Muhoho Kenyatta wasn’t available when Bloomberg contacted his office seeking comment and he didn’t immediately respond to a request to call back. Abdul Kayum, a customer services manager at Al Ghurair, didn’t answer his phone when called by Bloomberg. Calls to the president’s spokesman, Manoah Esipisu, didn’t connect when Bloomberg sought comment.

Opposition presidential candidate Raila Odinga warned this week that the award of the contract to Al Ghurair risks compromising the election that’s scheduled for Aug. 8. Kenya has faced questions about the credibility of its past two votes, with a dispute over the outcome of a presidential election in December 2007 triggering two months of ethnic violence that left at least 1,100 people dead.

The Independent Electoral & Boundaries Commission last week re-awarded the 2.5 billion-shilling ($24 million) tender to Al Ghurair even after Kenya’s High Court canceled a previous contract with the company in February and a procurement-review board last month criticized the tendering process.

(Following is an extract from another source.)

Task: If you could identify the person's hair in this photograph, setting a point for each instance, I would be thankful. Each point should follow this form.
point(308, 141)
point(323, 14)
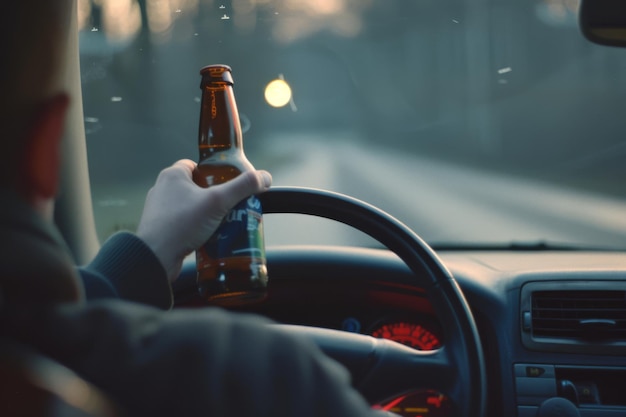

The commission said earlier on Wednesday it will proceed with the contract awarded to Al Ghurair because there’s insufficient time to find an alternative company to print the ballots, an assertion that Mudavadi disputed.

“The country has in the past always conducted nominations three weeks to voting day and this has always been sufficient time for printing of ballot papers to be completed,” Mudavadi said.

Opposition leaders will meet with IEBC officials on Thursday to discuss their objections and the alliance will decide on the way forward after that, he said. NASA, as the main opposition coalition is known, will hold a briefing at 10 a.m. on Thursday about the issue, it said in an emailed statement.